Stephanie-Joy Eerhart

Jarig in de daklozenopvang

Columnist Stephanie-Joy Eerhart ziet dat het leven in de opvang gewoon doorgaat, corona of niet. ‘Doe nou maar open, je gaat het echt leuk vinden. Enne, doe ff een onderbroek aan!’

Stephanie-Joy Eerhart

‘Jah?’ klinkt er slaperig vanachter de deur. ‘Doe je open?’ vraagt collega Alfred door de deur. ‘Wat is er dan?’ hoor ik vragen. ‘Doe nou maar open, je gaat het echt leuk vinden. Enne, doe ff een onderbroek aan!’ roept Alfred er snel achteraan. ‘Ja, asjeblieft!’ verzucht ik. 
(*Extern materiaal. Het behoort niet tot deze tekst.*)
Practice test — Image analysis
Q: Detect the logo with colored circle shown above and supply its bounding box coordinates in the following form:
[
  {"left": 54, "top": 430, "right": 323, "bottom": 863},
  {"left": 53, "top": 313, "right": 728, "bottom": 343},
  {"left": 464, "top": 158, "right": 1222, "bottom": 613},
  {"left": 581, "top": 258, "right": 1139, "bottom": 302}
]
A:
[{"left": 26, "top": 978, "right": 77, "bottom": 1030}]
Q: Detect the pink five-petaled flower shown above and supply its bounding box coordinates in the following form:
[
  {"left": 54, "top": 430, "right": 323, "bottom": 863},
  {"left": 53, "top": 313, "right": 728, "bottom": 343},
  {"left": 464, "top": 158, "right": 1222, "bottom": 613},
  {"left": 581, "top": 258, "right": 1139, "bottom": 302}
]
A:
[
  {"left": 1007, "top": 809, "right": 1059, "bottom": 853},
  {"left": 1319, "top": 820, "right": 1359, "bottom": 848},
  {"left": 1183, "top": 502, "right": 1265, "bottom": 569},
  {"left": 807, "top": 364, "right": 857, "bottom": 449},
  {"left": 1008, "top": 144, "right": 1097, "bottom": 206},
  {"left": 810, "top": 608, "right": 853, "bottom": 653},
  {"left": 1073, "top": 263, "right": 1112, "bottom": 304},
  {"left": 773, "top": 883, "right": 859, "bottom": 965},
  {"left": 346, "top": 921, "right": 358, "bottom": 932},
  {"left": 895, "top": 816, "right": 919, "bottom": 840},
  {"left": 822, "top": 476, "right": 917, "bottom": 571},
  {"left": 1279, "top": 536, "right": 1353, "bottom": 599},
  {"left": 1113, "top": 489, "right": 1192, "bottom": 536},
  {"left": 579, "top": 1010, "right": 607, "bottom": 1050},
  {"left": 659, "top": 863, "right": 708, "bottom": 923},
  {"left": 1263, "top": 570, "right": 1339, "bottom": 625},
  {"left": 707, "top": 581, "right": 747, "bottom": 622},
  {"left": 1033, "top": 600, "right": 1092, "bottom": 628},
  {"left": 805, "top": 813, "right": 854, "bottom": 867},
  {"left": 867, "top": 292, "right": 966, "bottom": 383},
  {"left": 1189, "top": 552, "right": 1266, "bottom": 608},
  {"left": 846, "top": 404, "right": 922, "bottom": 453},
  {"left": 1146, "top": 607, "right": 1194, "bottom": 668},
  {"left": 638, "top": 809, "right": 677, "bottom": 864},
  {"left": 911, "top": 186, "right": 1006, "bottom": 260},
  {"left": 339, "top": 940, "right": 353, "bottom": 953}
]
Het duurt even, maar dan komt er een slaperig hoofd in de deuropening. Zijn haren staan alle kanten op, zijn ogen nog dik van de diepe slaap. ‘Lang zal hij leven, lang zal hij leven, lang zal hij leven in de gloria...’ zingen Alfred en ik zo ingetogen mogelijk. De andere mannen op de gang zullen het vast niet waarderen als we om 08.30 uur staan te zingen. Het kan ons ook eigenlijk niet schelen. De man voor wie we zingen, Danny, is vandaag jarig en mag zijn vriendin en dochtertje niet ontvangen vanwege het coronavirus. ‘Is dit speciaal voor mij?’ vraagt hij terwijl hij het dienblad met een ontbijtje en een cadeautje in ontvangst neemt. ‘Ja jongen, en geniet ervan!’ zegt Alfred terwijl we aanstalten maken naar de volgende te gaan. ‘Is er nog iemand jarig?’ vraagt Danny terwijl hij op mijn dienblad wijst.’ ‘Ja het is echt geen 1 aprilgrap,’ zeggen we, ‘Kemal is ook jarig vandaag.’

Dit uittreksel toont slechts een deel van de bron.